What I was not expecting is the amount of business and entrepreneurship articles I’ve read. Maybe that’s an indicator that I should start focusing on product development and sales (like discover which software value is missing for people, how to sell software).


Now, let’s talk about the difficulties felt in this journey.

First of all, this challenge seemed way easier in the beginning of the year, but sooner proved to be really hard. Finding something interesting to read these days is easy, but finding something valuable is hard. Taking the time to read what you found after work, becomes harder and harder everyday. That’s why I started adopting some techniques to ease the challenge, like reading more than one article beforehand, reading before work (early birder) or sticking to small blog posts on days I felt more tired.

Reading is only one part of the challenge. The second part begins when it’s time to summarize it and archive it in the blog. This last part was actually the hardest part, since I needed to scrape the article, transform it in markdown, write the summary, archive images and fix formatting issues.
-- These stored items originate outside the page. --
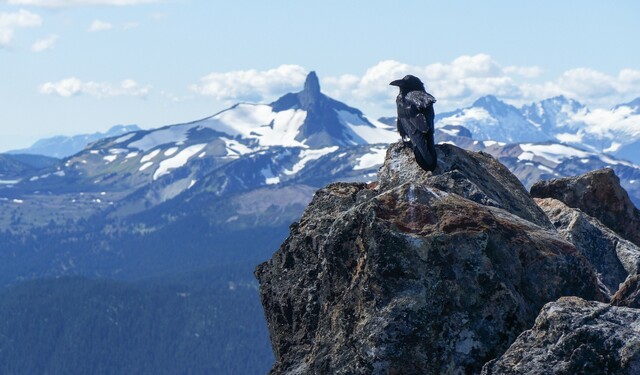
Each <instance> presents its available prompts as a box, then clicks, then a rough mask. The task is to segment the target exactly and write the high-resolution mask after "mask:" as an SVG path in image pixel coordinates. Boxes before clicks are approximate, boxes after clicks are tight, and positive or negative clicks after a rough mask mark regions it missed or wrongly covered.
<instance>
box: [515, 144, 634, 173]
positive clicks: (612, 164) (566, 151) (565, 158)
mask: <svg viewBox="0 0 640 375" xmlns="http://www.w3.org/2000/svg"><path fill="white" fill-rule="evenodd" d="M519 146H520V149H521V150H522V151H523V152H522V153H521V154H520V155H519V156H518V160H527V161H533V160H534V159H538V160H539V158H542V159H546V160H548V161H550V162H552V163H554V164H555V165H557V164H560V163H562V162H563V161H564V160H567V159H571V158H579V159H581V161H582V162H583V163H587V162H588V161H589V158H596V159H600V160H602V162H604V163H606V164H610V165H626V166H629V167H635V168H639V167H638V166H636V165H634V164H633V163H629V162H626V161H623V160H617V159H613V158H610V157H608V156H606V155H604V154H599V153H595V152H590V151H584V150H580V149H577V148H575V147H572V146H570V145H564V144H559V143H551V144H534V143H521V144H520V145H519Z"/></svg>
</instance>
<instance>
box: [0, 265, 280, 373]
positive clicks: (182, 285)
mask: <svg viewBox="0 0 640 375" xmlns="http://www.w3.org/2000/svg"><path fill="white" fill-rule="evenodd" d="M248 266H249V265H246V264H244V265H243V264H240V265H236V266H234V267H229V266H227V267H225V268H226V269H227V271H228V272H220V271H221V270H219V269H218V270H215V269H212V270H208V271H203V272H201V273H198V274H192V275H189V276H182V277H174V278H164V279H156V280H152V281H144V282H136V283H130V282H129V283H127V282H118V281H108V280H91V279H87V278H78V277H73V278H61V279H44V280H33V281H28V282H24V283H22V284H20V285H18V286H15V287H12V288H10V289H8V290H5V291H4V292H2V293H1V294H0V373H2V374H264V373H266V372H267V371H268V369H269V368H270V366H271V364H272V363H273V356H272V353H271V347H270V345H269V339H268V332H267V328H266V324H265V322H264V315H263V313H262V306H261V305H260V301H259V298H258V295H257V289H256V288H257V284H256V282H255V281H254V280H252V279H248V278H246V277H244V276H242V275H244V274H245V269H246V268H247V267H248Z"/></svg>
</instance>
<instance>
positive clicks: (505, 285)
mask: <svg viewBox="0 0 640 375" xmlns="http://www.w3.org/2000/svg"><path fill="white" fill-rule="evenodd" d="M437 151H438V155H439V157H440V159H441V161H440V163H439V167H438V168H439V170H438V169H436V171H435V173H429V172H424V171H422V170H421V169H419V167H417V166H416V165H415V162H414V160H413V157H412V155H411V154H410V153H409V150H407V149H405V148H403V147H401V146H400V145H394V146H392V148H391V149H390V151H389V152H388V153H387V159H386V160H385V165H384V166H383V167H382V169H381V171H380V174H379V182H378V185H377V187H374V186H373V185H365V184H344V183H340V184H333V185H329V186H327V187H326V188H324V189H321V190H319V191H318V192H317V193H316V194H315V196H314V198H313V201H312V202H311V203H310V204H309V206H308V207H307V209H306V211H305V213H304V214H303V216H302V218H301V220H300V222H299V223H295V224H293V225H292V226H291V233H290V236H289V237H288V238H287V240H286V241H285V242H284V243H283V244H282V246H281V247H280V249H279V250H278V251H277V252H276V253H275V254H274V255H273V257H272V258H271V259H270V260H269V261H268V262H265V263H263V264H261V265H260V266H258V268H257V270H256V276H257V278H258V279H259V281H260V293H261V299H262V303H263V306H264V309H265V314H266V318H267V323H268V326H269V330H270V334H271V342H272V346H273V349H274V353H275V356H276V363H275V364H274V366H273V368H272V373H273V374H329V373H331V374H425V373H450V374H464V373H478V372H479V371H480V369H481V367H482V365H483V364H484V363H486V362H487V361H489V360H491V359H493V358H495V357H496V356H498V355H500V354H501V353H503V352H504V351H505V350H506V349H507V348H508V346H509V345H510V344H511V343H512V342H513V341H514V340H515V339H516V337H517V336H518V334H519V333H520V332H522V331H523V330H525V329H527V328H529V327H531V325H532V324H533V322H534V319H535V317H536V316H537V314H538V311H539V310H540V308H542V306H543V305H544V304H545V303H547V302H549V301H554V300H556V299H557V298H559V297H561V296H564V295H576V296H581V297H583V298H587V299H596V300H604V299H605V297H604V296H603V295H602V294H601V293H600V291H599V289H598V282H597V279H596V276H595V272H594V270H593V268H592V267H591V265H590V264H589V263H588V262H587V260H586V259H585V258H584V257H583V256H581V255H580V254H579V253H578V252H577V250H576V248H575V247H574V246H573V245H572V244H571V243H569V242H568V241H566V240H565V239H563V238H562V237H561V236H560V235H559V233H558V232H556V231H555V230H553V229H549V228H548V227H550V226H551V223H550V222H549V221H548V219H546V216H544V214H543V213H542V211H541V210H540V208H538V206H537V205H536V204H535V202H533V200H532V199H531V198H529V197H528V195H527V194H526V191H525V192H524V193H522V190H523V188H522V185H518V184H515V182H512V181H511V177H512V175H510V173H509V172H508V171H507V170H506V169H504V168H503V167H501V166H500V165H499V163H497V162H495V160H493V158H491V157H490V156H488V155H479V154H476V153H472V152H467V151H464V150H461V149H456V148H455V147H454V146H449V145H444V146H438V147H437ZM467 167H469V168H472V169H473V170H472V171H469V170H465V168H467ZM416 168H417V169H416ZM458 168H460V169H458ZM483 168H484V169H483ZM496 168H497V169H496ZM443 176H444V177H443ZM456 176H462V177H456ZM510 176H511V177H510ZM455 181H458V182H461V183H465V182H468V183H467V184H466V185H464V186H467V187H468V188H470V189H473V194H471V195H469V191H467V190H466V189H463V188H461V187H460V186H459V185H457V184H456V183H455ZM502 183H507V184H513V186H514V189H515V191H514V192H513V193H510V192H509V190H508V189H505V188H503V187H501V186H499V185H501V184H502ZM518 186H519V188H518ZM483 203H484V204H483Z"/></svg>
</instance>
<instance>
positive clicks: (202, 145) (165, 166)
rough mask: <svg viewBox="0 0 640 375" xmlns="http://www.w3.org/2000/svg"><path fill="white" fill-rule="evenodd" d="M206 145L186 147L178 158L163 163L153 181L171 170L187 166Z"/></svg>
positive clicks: (162, 163) (181, 151)
mask: <svg viewBox="0 0 640 375" xmlns="http://www.w3.org/2000/svg"><path fill="white" fill-rule="evenodd" d="M206 145H207V144H206V143H201V144H197V145H191V146H188V147H185V148H184V149H183V150H182V151H180V152H179V153H178V154H177V155H176V156H174V157H172V158H169V159H165V160H163V161H161V162H160V165H159V166H158V169H156V171H155V172H154V173H153V180H157V179H158V178H159V177H161V176H163V175H165V174H167V173H169V171H170V170H171V169H176V168H180V167H182V166H183V165H185V164H187V161H189V159H190V158H191V157H192V156H194V155H195V154H197V153H198V152H200V151H202V149H203V148H205V146H206Z"/></svg>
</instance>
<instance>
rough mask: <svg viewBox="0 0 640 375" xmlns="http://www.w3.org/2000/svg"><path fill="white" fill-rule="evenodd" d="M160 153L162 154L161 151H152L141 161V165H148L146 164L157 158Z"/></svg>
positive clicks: (141, 160) (140, 159)
mask: <svg viewBox="0 0 640 375" xmlns="http://www.w3.org/2000/svg"><path fill="white" fill-rule="evenodd" d="M159 153H160V150H153V151H151V152H150V153H148V154H146V155H145V156H143V157H142V158H141V159H140V164H142V163H146V162H148V161H149V160H151V159H153V158H155V157H156V156H157V155H158V154H159Z"/></svg>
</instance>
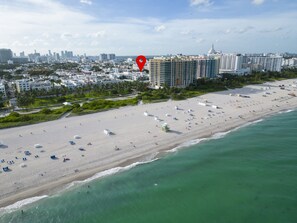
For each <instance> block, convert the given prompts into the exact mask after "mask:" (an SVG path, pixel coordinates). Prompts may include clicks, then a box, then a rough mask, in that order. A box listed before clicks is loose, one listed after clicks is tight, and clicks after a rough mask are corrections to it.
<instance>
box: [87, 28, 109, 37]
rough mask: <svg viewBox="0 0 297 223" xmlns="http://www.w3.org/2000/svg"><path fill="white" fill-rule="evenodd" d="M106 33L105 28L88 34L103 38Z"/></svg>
mask: <svg viewBox="0 0 297 223" xmlns="http://www.w3.org/2000/svg"><path fill="white" fill-rule="evenodd" d="M105 35H106V31H105V30H101V31H98V32H96V33H90V34H88V35H87V37H93V38H102V37H104V36H105Z"/></svg>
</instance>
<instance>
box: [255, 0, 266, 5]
mask: <svg viewBox="0 0 297 223" xmlns="http://www.w3.org/2000/svg"><path fill="white" fill-rule="evenodd" d="M264 2H265V0H252V4H254V5H262V4H263V3H264Z"/></svg>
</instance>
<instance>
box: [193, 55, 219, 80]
mask: <svg viewBox="0 0 297 223" xmlns="http://www.w3.org/2000/svg"><path fill="white" fill-rule="evenodd" d="M219 66H220V59H219V58H209V57H206V58H199V59H197V73H196V78H197V79H198V78H215V77H216V76H217V75H218V74H219Z"/></svg>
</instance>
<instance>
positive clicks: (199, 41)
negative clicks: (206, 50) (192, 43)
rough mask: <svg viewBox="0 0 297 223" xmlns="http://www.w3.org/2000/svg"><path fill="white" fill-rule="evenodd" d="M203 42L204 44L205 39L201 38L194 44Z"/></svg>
mask: <svg viewBox="0 0 297 223" xmlns="http://www.w3.org/2000/svg"><path fill="white" fill-rule="evenodd" d="M203 42H205V39H203V38H198V39H196V43H203Z"/></svg>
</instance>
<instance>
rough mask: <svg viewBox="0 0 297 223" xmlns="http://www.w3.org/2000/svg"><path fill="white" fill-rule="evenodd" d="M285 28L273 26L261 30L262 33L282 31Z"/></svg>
mask: <svg viewBox="0 0 297 223" xmlns="http://www.w3.org/2000/svg"><path fill="white" fill-rule="evenodd" d="M283 29H284V28H283V27H276V28H271V29H262V30H260V31H259V32H261V33H273V32H278V31H281V30H283Z"/></svg>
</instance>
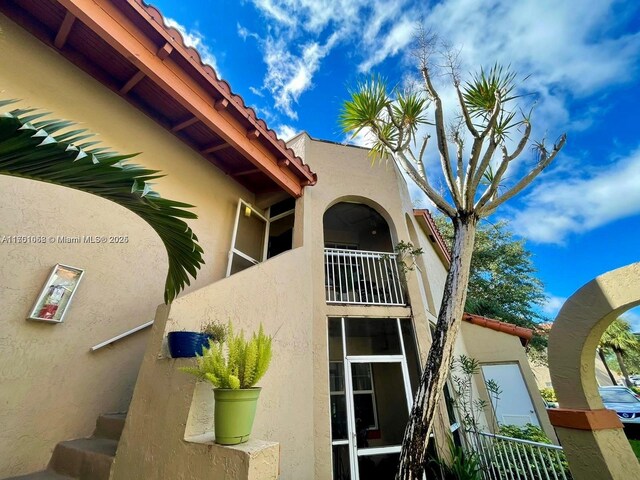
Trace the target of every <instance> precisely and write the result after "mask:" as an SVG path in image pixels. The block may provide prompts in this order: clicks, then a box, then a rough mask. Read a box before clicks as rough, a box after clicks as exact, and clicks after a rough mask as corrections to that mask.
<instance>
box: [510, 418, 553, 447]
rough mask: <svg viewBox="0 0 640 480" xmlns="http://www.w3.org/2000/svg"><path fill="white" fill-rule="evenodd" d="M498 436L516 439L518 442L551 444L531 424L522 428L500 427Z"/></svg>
mask: <svg viewBox="0 0 640 480" xmlns="http://www.w3.org/2000/svg"><path fill="white" fill-rule="evenodd" d="M499 434H500V435H504V436H505V437H511V438H517V439H519V440H530V441H532V442H538V443H548V444H551V443H552V442H551V440H550V439H549V437H548V436H547V434H546V433H544V430H542V429H541V428H540V427H538V426H537V425H533V424H531V423H527V424H526V425H525V426H524V427H519V426H518V425H502V426H501V427H500V432H499Z"/></svg>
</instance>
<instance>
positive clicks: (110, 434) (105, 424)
mask: <svg viewBox="0 0 640 480" xmlns="http://www.w3.org/2000/svg"><path fill="white" fill-rule="evenodd" d="M126 418H127V414H126V413H108V414H105V415H100V416H99V417H98V420H96V431H95V433H94V434H93V436H94V437H99V438H109V439H111V440H120V435H122V430H123V429H124V421H125V420H126Z"/></svg>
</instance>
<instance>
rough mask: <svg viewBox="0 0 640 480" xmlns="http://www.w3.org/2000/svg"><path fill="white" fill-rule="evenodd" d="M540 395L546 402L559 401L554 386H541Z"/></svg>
mask: <svg viewBox="0 0 640 480" xmlns="http://www.w3.org/2000/svg"><path fill="white" fill-rule="evenodd" d="M540 395H541V396H542V398H544V400H545V401H546V402H552V403H554V402H557V401H558V399H557V397H556V392H555V390H554V389H553V388H541V389H540Z"/></svg>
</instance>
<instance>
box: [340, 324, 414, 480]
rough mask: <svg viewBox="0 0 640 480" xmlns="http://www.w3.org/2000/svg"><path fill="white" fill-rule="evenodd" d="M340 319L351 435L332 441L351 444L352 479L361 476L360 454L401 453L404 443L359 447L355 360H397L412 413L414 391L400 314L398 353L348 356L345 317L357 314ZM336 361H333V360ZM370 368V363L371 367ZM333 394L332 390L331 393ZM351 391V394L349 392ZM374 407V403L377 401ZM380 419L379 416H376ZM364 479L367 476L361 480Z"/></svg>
mask: <svg viewBox="0 0 640 480" xmlns="http://www.w3.org/2000/svg"><path fill="white" fill-rule="evenodd" d="M338 318H340V321H341V332H342V354H343V356H344V369H343V371H344V388H345V397H346V402H347V405H346V407H347V409H346V414H347V428H348V435H347V437H348V438H347V440H332V441H331V444H332V446H337V445H348V446H349V464H350V468H351V472H350V473H351V478H352V480H355V479H360V472H359V467H358V457H361V456H371V455H381V454H385V453H399V452H400V449H401V446H400V445H397V446H387V447H371V448H358V447H357V444H356V432H355V430H356V428H355V417H354V403H353V398H350V397H351V396H352V395H353V394H355V392H354V390H353V379H352V376H351V365H352V364H354V363H369V364H371V363H398V364H400V369H401V371H402V377H403V380H404V388H405V395H406V402H407V410H408V412H409V414H410V412H411V408H412V406H413V394H412V392H411V381H410V378H409V369H408V366H407V354H406V351H405V347H404V338H403V336H402V327H401V324H400V322H401V320H400V318H401V317H391V318H395V319H396V326H397V329H398V335H399V336H400V337H399V339H400V347H401V353H400V354H398V355H347V342H346V328H345V319H346V318H356V317H338ZM331 362H333V361H330V363H331ZM369 368H370V369H371V365H370V366H369ZM371 380H372V383H371V386H372V388H373V378H372V379H371ZM330 393H331V392H330ZM348 393H351V394H352V395H349V394H348ZM374 406H375V402H374ZM376 421H377V417H376ZM331 465H332V468H333V450H332V454H331ZM360 480H365V479H360Z"/></svg>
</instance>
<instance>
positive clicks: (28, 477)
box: [5, 470, 73, 480]
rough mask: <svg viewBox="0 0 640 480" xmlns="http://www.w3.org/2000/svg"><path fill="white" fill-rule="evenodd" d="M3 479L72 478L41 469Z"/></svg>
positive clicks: (13, 479) (41, 479) (57, 478)
mask: <svg viewBox="0 0 640 480" xmlns="http://www.w3.org/2000/svg"><path fill="white" fill-rule="evenodd" d="M5 480H73V478H72V477H67V476H66V475H60V474H59V473H56V472H52V471H51V470H43V471H41V472H36V473H29V474H28V475H20V476H19V477H11V478H7V479H5Z"/></svg>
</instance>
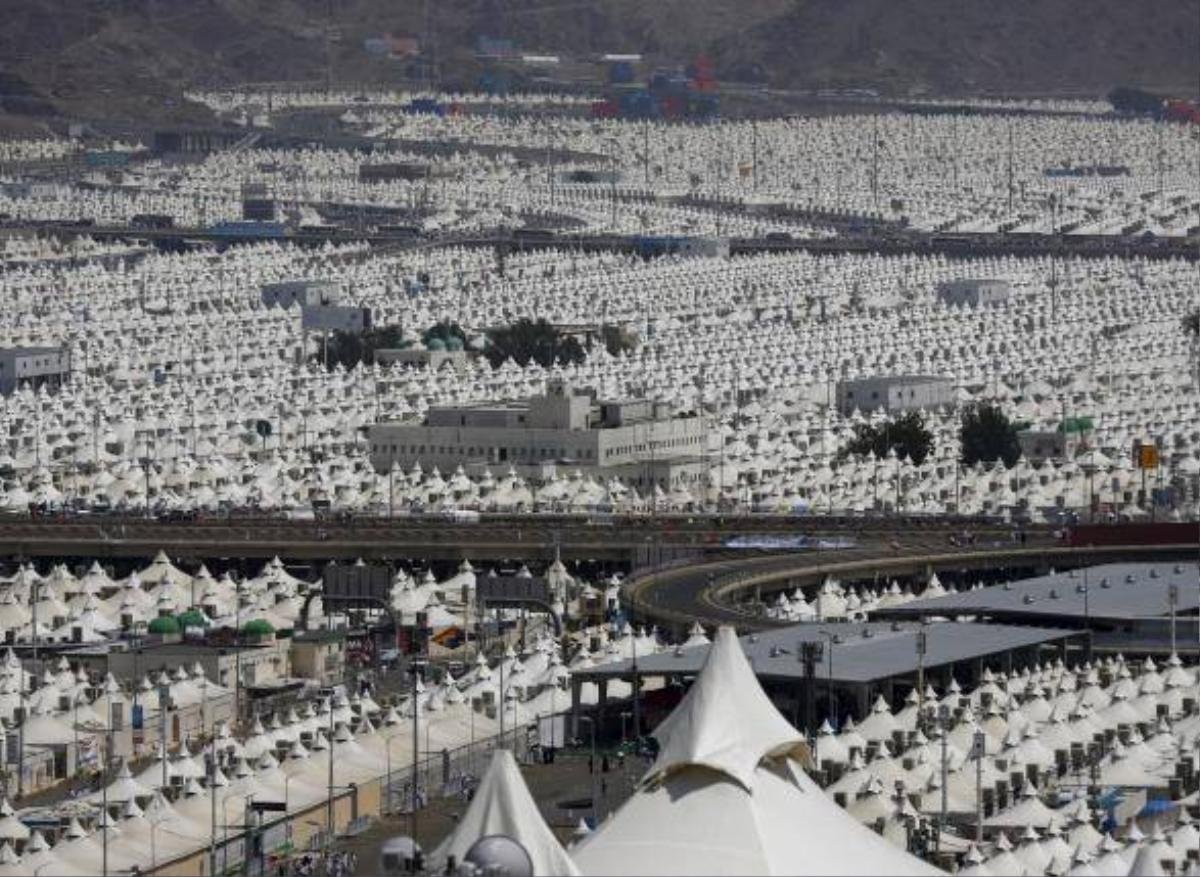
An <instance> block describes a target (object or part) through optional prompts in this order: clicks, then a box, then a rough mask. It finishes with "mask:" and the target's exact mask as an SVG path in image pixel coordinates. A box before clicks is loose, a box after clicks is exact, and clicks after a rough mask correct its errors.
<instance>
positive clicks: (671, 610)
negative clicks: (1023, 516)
mask: <svg viewBox="0 0 1200 877" xmlns="http://www.w3.org/2000/svg"><path fill="white" fill-rule="evenodd" d="M880 535H881V534H878V535H871V536H868V537H866V539H864V540H862V541H860V542H859V543H858V545H856V546H854V547H853V548H847V549H839V551H816V552H805V553H793V554H772V555H766V557H750V558H728V557H722V558H718V559H708V560H697V561H691V563H676V564H674V565H661V566H658V567H648V569H644V570H640V571H636V572H635V573H634V575H632V576H630V578H629V579H628V581H626V582H625V584H624V585H623V588H622V603H623V606H624V607H625V609H626V612H628V613H629V615H630V617H631V618H632V619H635V620H637V621H642V623H646V624H655V625H658V626H659V627H662V629H667V630H671V631H673V632H674V633H677V635H682V633H684V632H685V631H686V629H688V627H689V626H690V625H691V624H694V623H695V621H697V620H698V621H701V623H703V624H708V625H716V624H730V625H733V626H734V627H737V629H738V630H739V631H755V630H768V629H772V627H779V626H782V625H786V624H791V623H788V621H778V620H775V619H770V618H768V617H766V615H764V614H763V612H762V609H763V608H764V607H766V606H769V605H770V603H772V601H773V599H774V597H775V596H776V595H778V594H779V593H781V591H791V590H793V589H796V588H799V587H806V585H815V584H817V583H820V582H822V581H823V579H824V578H826V577H827V576H832V577H834V578H839V579H842V581H845V579H864V578H872V577H876V576H877V577H880V578H881V579H883V578H888V577H894V576H911V575H924V573H929V572H932V571H937V570H943V571H946V570H954V571H966V570H997V569H1000V570H1004V569H1009V570H1014V571H1015V570H1030V569H1033V570H1039V571H1044V570H1046V569H1049V567H1051V566H1079V565H1084V564H1093V563H1106V561H1112V560H1154V559H1181V560H1188V561H1190V563H1193V564H1194V563H1195V560H1196V548H1198V546H1196V543H1195V542H1189V543H1178V545H1169V543H1166V545H1147V543H1138V542H1130V543H1121V542H1120V541H1118V540H1115V541H1114V543H1108V545H1099V546H1096V545H1087V546H1075V545H1070V543H1067V542H1063V541H1060V540H1057V539H1055V537H1054V536H1052V535H1050V534H1049V533H1046V531H1039V533H1034V534H1032V537H1031V539H1028V540H1027V542H1025V543H1024V545H1022V543H1018V542H1013V541H1012V540H1009V539H1003V537H1001V539H986V537H983V539H980V540H977V542H976V543H974V545H972V546H970V547H955V546H952V545H949V543H948V542H947V541H946V540H941V539H938V536H937V534H936V533H934V531H925V533H917V531H910V533H907V534H901V533H896V534H895V535H893V536H890V537H887V539H882V537H880Z"/></svg>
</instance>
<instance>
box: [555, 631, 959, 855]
mask: <svg viewBox="0 0 1200 877" xmlns="http://www.w3.org/2000/svg"><path fill="white" fill-rule="evenodd" d="M655 737H656V738H658V739H659V741H660V746H661V749H660V753H659V758H658V759H656V761H655V763H654V765H653V767H652V768H650V770H649V773H648V774H647V775H646V777H644V779H643V781H642V783H641V786H640V788H638V789H637V791H636V792H635V793H634V795H632V798H630V800H629V801H626V803H625V805H624V806H622V807H620V810H618V811H617V812H616V813H614V815H613V816H612V818H611V819H610V821H608V822H606V823H605V824H604V825H601V827H600V828H599V829H598V830H596V831H594V833H593V834H592V835H589V836H588V837H586V839H584V840H583V841H581V843H580V845H578V846H577V847H575V848H574V849H572V857H574V858H575V861H576V863H577V864H578V866H580V869H581V870H582V871H583V872H584V873H587V875H622V873H642V875H677V873H678V875H726V873H728V875H732V873H739V875H775V873H780V875H784V873H786V875H808V873H814V875H815V873H830V875H857V873H888V875H926V873H940V872H938V871H937V870H936V869H934V867H931V866H930V865H928V864H925V863H923V861H920V860H919V859H916V858H913V857H912V855H910V854H908V853H906V852H904V851H902V849H899V848H896V847H894V846H892V845H890V843H889V842H888V841H886V840H884V839H882V837H880V836H878V835H876V834H875V833H872V831H871V830H870V829H868V828H865V827H864V825H860V824H859V823H858V822H856V821H854V818H853V817H852V816H850V815H848V813H846V812H845V811H844V810H841V809H840V807H839V806H838V805H836V804H834V803H833V800H832V799H829V798H828V797H827V795H826V794H824V793H823V792H822V791H821V789H820V788H818V787H817V785H816V783H815V782H812V781H811V780H810V779H809V777H808V776H806V775H805V774H804V771H803V769H802V768H800V765H799V763H798V761H797V759H798V758H804V759H806V758H808V752H806V749H805V746H804V741H803V738H802V735H800V734H799V732H797V731H796V729H794V728H793V727H792V726H791V725H788V722H787V721H786V720H785V719H784V717H782V716H781V715H780V714H779V710H776V709H775V707H774V704H772V702H770V701H769V699H768V698H767V696H766V693H763V691H762V687H761V686H760V685H758V680H757V679H756V678H755V675H754V671H752V669H751V668H750V665H749V662H748V661H746V659H745V655H744V653H743V651H742V649H740V647H739V645H738V642H737V638H736V637H734V635H733V631H732V629H728V627H722V629H721V630H719V631H718V636H716V641H715V642H714V644H713V648H712V649H710V650H709V654H708V657H707V660H706V662H704V667H703V669H702V671H701V673H700V675H698V677H697V679H696V681H695V683H694V684H692V686H691V689H690V690H689V691H688V693H686V695H685V696H684V699H683V702H682V703H680V704H679V707H678V708H677V709H676V710H674V711H673V713H672V714H671V715H670V716H668V717H667V720H666V721H665V722H662V725H661V726H659V728H658V731H656V732H655Z"/></svg>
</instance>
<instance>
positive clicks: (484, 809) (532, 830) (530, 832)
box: [430, 749, 580, 875]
Sometimes, archiving an article took me more than an hour to do so.

I really have to thank my girlfriend for understanding the pain points and helping me reduce the time and stress that is archiving articles. She took the time to develop a web app that simplifies the archiving process by a ton. From using only the article link, this app is able to:

After downloading the markdown file, all that was left to do is cleaning up junk that comes from scraping, as well as archiving images. For this last part, it was also automated using github-upsert, a CLI tool we created to upload files in a GitHub repo directly from the command-line (article images were archived in the Cinderela repository, so I could be sure they wouldn’t be gone forever if the article author decided to delete them).

old screensiteoomanytoolbars2.jpgshot of Internet Explorer and its countless toolbars

What my Chrome bookmark bar feels like after bookmarking ten articles

Another hurdle I felt throughout the year was keeping up with the articles I bookmarked to read. Initially was using my browser bookmark bar, but later realized the mess it is to keep up with a bookmark bar. At least in Chrome, it feels really clunky to locate bookmarks, as well as deleting them. To fight this hurdle, we created github-bookmark, a browser extension to bookmark webpages as issues in a GitHub repo. This tool really boosted my productivity, because now I can manage the articles to read and archive directly in my blog GitHub repository.


It was hard, but I sticked to the challenge. I may not remember everything that I read (believe me, I don’t 🤐), but it was a great way to increase my discipline. As for 2024, I won’t continue the challenge, but will occasionally share some articles throughout the year.